Condition or disease Intervention/treatment Phase
Gliosarcoma Recurrent Glioblastoma Procedure: Dynamic Susceptibility Contrast-Enhanced Magnetic Resonance Imaging Phase 2

Detailed Description:

PRIMARY OBJECTIVES:

I. To determine whether binary changes (increase versus [vs.] decrease) in rCBV within enhancing tumor from baseline to 2 weeks after initiation of anti-angiogenic therapy is associated with overall survival (OS).

SECONDARY OBJECTIVES:

I. To determine whether the baseline pre-treatment rCBV measure alone is associated with OS.
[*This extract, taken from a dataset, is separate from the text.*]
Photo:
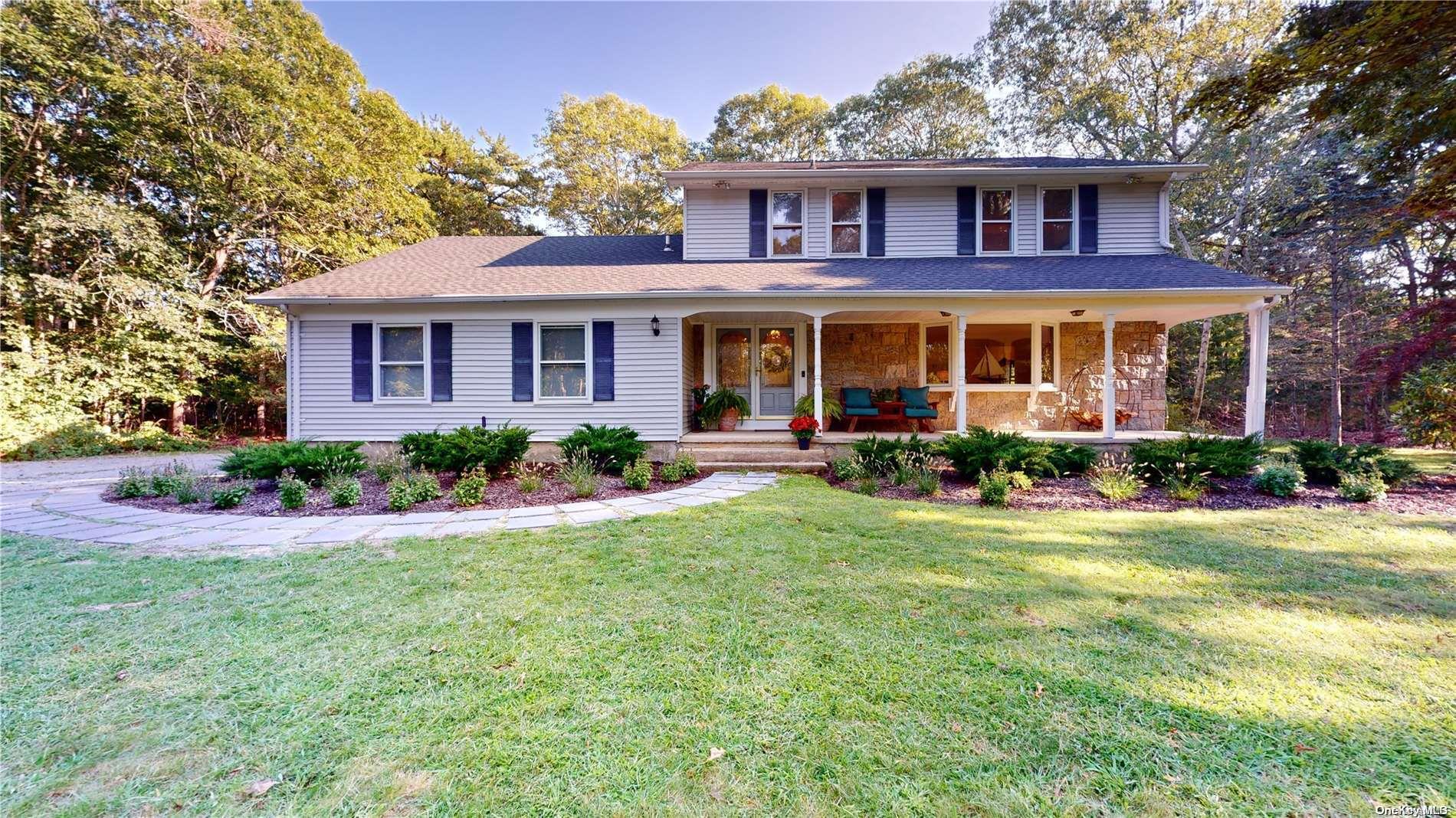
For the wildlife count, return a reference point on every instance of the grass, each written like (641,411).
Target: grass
(844,654)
II. To determine whether binary changes (increase vs. decrease) in rCBV within enhancing tumor from baseline to 2 weeks after initiation of anti-angiogenic therapy is associated with progression-free survival (PFS).

III. To determine whether changes in rCBV as a continuous variable within enhancing tumor from baseline to 2 weeks after initiation of anti-angiogenic therapy is associated with OS or PFS.

IV. To determine the association between rCBV and OS when adjusting for the changes in enhancing tumor volume.

V. To determine whether baseline cerebral blood flow (CBF) or change in CBF is associated with OS or PFS.

OUTLINE:

Patients undergo DSC-MRI within 3 days before bevacizumab initiation and at day 15.

After completion of study intervention, patients are followed up every 3 months for 1 year and then every 6 months for up to 4 years.


Study Type : Interventional  (Clinical Trial)
Estimated Enrollment : 165 participants
Intervention Model: Single Group Assignment
Masking: None (Open Label)
Primary Purpose: Diagnostic
Official Title: Change in Relative Cerebral Blood Volume as a Biomarker for Early Response to Bevacizumab in Patients With Recurrent Glioblastoma
Actual Study Start Date : April 14, 2017
Estimated Primary Completion Date : May 7, 2022
Estimated Study Completion Date : May 7, 2027

Resource links provided by the National Library of Medicine

Drug Information available for: Bevacizumab

Arm Intervention/treatment
Experimental: Diagnostic (DSC-MRI)
Patients undergo DSC-MRI within 3 days before bevacizumab initiation and at day 15.
Procedure: Dynamic Susceptibility Contrast-Enhanced Magnetic Resonance Imaging
Undergo DSC-MRI
Other Names:
  • DSC-MRI
  • Dynamic Susceptibility Contrast-Enhanced MRI
  • DYNAMIC SUSCEPTIBILITY-CONTRAST MRI




Primary Outcome Measures :
  1. Change in rCBV within enhancing tumor [ Time Frame: Baseline to 2 weeks ]
    Will determine whether binary changes (increase vs. decrease) in rCBV is associated with OS. Kaplan-Meier survival curves will be generated for both the increased and the decreased rCBV groups. The median survival time of both groups will be estimated and compared with a two-sided log rank test. Univariate Cox proportional hazards model will be used to test the association between changes in rCBV from baseline to 2 weeks and OS or PFS.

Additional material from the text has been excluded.